More than 900,000 UK households could be affected by 4G interference to digital TV, according to upcoming Ofcom figures.
Previous figures from the regulator put the worst case scenario at 760,000 households to be affected by 4G mobile. The 800MHz band used by some 4G base stations will be adjacent to the band used for digital terrestrial television, causing interference, according to Ofcom (PDF).
Around 900,000 households will be affected by interference to the extent where a filter will be necessary, ZDNet UK has learnt. A further 10,000 will be affected badly enough to require a change of platform, either to satellite or cable TV. Around 500 households will be affected so badly that technical measures other than a change of platform will be necessary.
The interference could affect blocks of digital channels called 'multiplexes', according to a 2011 Ofcom consultation document.
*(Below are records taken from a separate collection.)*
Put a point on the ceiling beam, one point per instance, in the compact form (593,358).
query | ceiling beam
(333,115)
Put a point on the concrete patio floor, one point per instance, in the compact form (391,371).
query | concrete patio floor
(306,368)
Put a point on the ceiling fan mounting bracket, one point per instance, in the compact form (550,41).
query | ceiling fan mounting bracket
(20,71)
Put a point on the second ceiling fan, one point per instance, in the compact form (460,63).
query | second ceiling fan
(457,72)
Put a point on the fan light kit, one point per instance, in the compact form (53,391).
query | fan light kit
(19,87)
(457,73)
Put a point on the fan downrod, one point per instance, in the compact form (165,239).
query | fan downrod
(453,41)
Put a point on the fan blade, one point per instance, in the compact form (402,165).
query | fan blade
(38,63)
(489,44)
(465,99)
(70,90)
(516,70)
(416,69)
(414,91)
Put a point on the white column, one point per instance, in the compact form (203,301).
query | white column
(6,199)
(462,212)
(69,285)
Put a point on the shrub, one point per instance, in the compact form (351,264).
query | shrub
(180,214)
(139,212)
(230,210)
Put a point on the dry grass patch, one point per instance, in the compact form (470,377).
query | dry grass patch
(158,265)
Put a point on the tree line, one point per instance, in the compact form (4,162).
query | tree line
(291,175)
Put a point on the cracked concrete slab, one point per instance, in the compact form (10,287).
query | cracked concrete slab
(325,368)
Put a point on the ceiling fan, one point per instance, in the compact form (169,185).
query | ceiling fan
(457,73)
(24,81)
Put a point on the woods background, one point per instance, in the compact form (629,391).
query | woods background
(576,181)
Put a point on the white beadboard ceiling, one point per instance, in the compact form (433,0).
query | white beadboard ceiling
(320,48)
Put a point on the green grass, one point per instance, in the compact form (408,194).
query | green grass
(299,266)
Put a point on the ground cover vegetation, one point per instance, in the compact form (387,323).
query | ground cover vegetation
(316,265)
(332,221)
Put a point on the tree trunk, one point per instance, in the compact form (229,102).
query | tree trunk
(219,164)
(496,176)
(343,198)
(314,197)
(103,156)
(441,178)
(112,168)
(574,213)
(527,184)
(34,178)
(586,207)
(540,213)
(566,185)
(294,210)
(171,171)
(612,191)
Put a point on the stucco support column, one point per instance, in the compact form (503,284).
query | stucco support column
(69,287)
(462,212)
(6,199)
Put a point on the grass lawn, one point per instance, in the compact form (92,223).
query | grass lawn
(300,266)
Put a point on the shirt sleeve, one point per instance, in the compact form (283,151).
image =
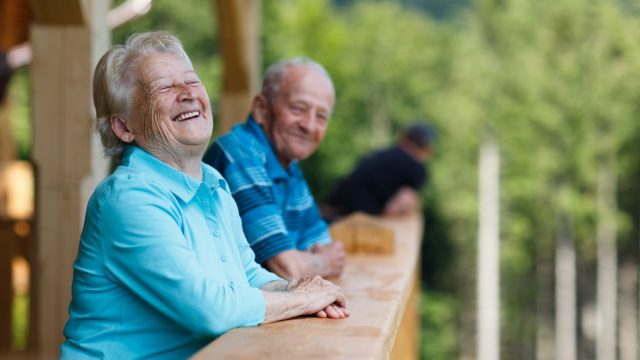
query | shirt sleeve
(145,250)
(256,274)
(262,218)
(314,229)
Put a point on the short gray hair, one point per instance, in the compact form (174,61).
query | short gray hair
(274,74)
(115,78)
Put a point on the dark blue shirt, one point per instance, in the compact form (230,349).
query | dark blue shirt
(376,179)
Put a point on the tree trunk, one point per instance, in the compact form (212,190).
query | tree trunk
(607,263)
(544,305)
(488,340)
(566,344)
(628,314)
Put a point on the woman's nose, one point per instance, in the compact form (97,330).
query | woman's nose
(185,92)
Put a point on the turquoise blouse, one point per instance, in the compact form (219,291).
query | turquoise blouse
(163,265)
For example, "losing the BBC's main multiplex would result in the loss of BBC One, BBC Two, BBC Three, BBC Four, CBBC, CBeebies, BBC News and BBC Parliament," said the document (PDF).
Mobile operators that win spectrum in a much-delayed auction at the end of 2012 will have to foot the bill to provide technology to interference, the Department for Culture Media and Sport said in a statement on Tuesday.
"There will be some interference when 4G services are rolled out but we will have the solutions in place to eliminate the disruption to television viewers," communications minister Ed Vaizey said in the statement. "More and more of us are using smartphones and tablets to access the internet. Releasing more spectrum is essential to enable industry to meet this growing demand."
Mobile operators will provide £180m funding for a 'help scheme' to provide technology to overcome interference. The operators will also administrate the scheme, said DCMS.
"A number of households may need to change platform, which could mean shifting from DTT to cable or satellite viewing, and this will be funded by the help scheme," said the statement. "For a small number of homes, the provision of filters or shifting to another platform will not solve the interference. In these cases, up to £10,000 per household will be used to find a solution."
The filters will "plug into the back of a TV", a DCMS spokesman told ZDNet UK on Tuesday.
ZDNet UK understands that households that need to change platforms will be eligible for products such as a Freesat set-top box, which retail at around £200. In a worst-case scenario, interference may mean new fibre will need to be laid, or a relay transmitter installed to boost signal range, up to a cap of £10,000 per household.